Continuare a riflettere sulla riforma fiscale di Trump

La riforma fiscale di Trump non può essere interpretata come un’azione contro l’Unione Europea. Molte delle sue misure sono già adottate da tempo nelle legislazioni europee. È un intervento finalizzato a far riguadagnare competitività.

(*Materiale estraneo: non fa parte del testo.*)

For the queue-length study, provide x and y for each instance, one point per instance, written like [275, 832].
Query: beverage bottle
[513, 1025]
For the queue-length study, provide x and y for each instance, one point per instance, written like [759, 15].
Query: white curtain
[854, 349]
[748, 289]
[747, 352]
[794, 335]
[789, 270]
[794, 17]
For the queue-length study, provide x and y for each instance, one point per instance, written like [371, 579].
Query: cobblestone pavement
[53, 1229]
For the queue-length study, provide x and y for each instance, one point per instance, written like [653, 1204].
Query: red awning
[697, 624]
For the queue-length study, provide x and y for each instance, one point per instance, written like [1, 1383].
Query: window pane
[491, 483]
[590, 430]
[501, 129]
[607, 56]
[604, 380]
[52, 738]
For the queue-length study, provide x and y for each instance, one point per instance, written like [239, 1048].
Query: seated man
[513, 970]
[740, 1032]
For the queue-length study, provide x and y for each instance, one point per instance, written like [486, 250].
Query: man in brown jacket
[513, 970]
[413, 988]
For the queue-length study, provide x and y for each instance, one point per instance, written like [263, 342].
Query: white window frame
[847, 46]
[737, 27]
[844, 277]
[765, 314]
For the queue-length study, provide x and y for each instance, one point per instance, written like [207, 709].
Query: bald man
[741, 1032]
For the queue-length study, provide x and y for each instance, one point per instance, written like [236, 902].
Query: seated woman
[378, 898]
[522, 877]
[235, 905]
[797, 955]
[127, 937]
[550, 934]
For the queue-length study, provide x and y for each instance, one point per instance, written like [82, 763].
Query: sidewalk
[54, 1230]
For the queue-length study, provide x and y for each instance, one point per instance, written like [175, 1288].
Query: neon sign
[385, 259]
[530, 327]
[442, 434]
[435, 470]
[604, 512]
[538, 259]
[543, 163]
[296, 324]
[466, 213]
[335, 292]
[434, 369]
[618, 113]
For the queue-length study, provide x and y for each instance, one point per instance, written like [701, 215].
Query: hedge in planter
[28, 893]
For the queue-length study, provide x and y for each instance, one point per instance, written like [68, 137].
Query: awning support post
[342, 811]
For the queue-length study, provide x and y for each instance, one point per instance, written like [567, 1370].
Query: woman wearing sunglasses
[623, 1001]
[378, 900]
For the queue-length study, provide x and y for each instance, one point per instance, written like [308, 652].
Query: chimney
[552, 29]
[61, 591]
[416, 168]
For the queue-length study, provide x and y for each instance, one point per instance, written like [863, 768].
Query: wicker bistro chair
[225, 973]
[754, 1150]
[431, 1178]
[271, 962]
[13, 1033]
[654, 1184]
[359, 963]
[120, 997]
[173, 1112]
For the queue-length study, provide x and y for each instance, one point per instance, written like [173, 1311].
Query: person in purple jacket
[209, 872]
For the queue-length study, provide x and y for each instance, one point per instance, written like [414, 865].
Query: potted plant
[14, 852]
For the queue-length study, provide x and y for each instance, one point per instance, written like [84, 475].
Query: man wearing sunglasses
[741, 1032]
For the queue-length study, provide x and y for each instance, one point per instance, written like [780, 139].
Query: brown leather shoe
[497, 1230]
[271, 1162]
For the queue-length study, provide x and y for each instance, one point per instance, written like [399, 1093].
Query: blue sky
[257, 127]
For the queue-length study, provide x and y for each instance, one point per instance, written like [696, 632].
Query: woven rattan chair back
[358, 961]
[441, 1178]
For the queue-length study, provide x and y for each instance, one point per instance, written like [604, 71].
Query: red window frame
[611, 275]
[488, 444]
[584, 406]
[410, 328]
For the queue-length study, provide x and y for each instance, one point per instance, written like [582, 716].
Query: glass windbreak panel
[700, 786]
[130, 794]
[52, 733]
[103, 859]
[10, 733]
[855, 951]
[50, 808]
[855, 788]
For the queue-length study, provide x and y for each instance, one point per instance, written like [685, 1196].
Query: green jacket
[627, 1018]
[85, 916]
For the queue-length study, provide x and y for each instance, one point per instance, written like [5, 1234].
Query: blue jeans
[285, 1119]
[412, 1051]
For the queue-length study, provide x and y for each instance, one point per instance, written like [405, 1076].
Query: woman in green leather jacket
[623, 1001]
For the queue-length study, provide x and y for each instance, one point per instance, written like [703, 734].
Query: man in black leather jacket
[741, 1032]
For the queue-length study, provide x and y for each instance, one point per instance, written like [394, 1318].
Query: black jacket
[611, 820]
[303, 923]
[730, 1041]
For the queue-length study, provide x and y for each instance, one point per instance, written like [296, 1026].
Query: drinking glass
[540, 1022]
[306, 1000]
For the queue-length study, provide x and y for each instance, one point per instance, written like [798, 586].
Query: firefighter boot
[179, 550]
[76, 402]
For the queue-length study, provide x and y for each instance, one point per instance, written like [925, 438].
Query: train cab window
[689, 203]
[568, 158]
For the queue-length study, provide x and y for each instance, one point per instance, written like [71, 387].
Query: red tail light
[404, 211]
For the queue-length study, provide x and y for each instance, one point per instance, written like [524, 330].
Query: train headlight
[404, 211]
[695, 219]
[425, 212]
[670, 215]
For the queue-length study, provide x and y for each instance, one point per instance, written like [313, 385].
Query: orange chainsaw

Attualmente i paesi europei Francia, Olanda, Gran Bretagna, Spagna, Italia già adottano regimi di patent box, la tassazione agevolata dei proventi derivanti dall’utilizzo di beni immateriali (intangibles), per cui, l’aliquota ridotta dell’Usa sulle cessioni all’estero di proprietà intellettuali non può essere considerata una violazione delle regole dell’Organizzazione mondiale del commercio sui sussidi all’esportazione, così come accade per la web tax europea che si intende applicare in UE, sui ricavi delle multinazionali americane, che costituirebbe dal canto suo una realtà di dazi all’importazione, anch’essi vietati dal Wto.  Di fatto, l’aliquota corporate deliberata dal Congresso Usa  allinea il sistema americano allo standard internazionale, che prevede  un’aliquota societaria flat (dal 35 al 21 per cento ), così come non va poi trascurato che negli Usa anche i singoli stati applicano di solito un’imposta sul reddito societario, che, secondo la media Ocse, per i 50 stati americani è pari al 6 per cento. Petanto, più che un attacco all’UE, la riforma della fiscalità societaria Usa andrebbe ritenuta un ammodernamento dei meccanismi della tassazione e un legittimo tentativo di riguadagnare la competitività del passato.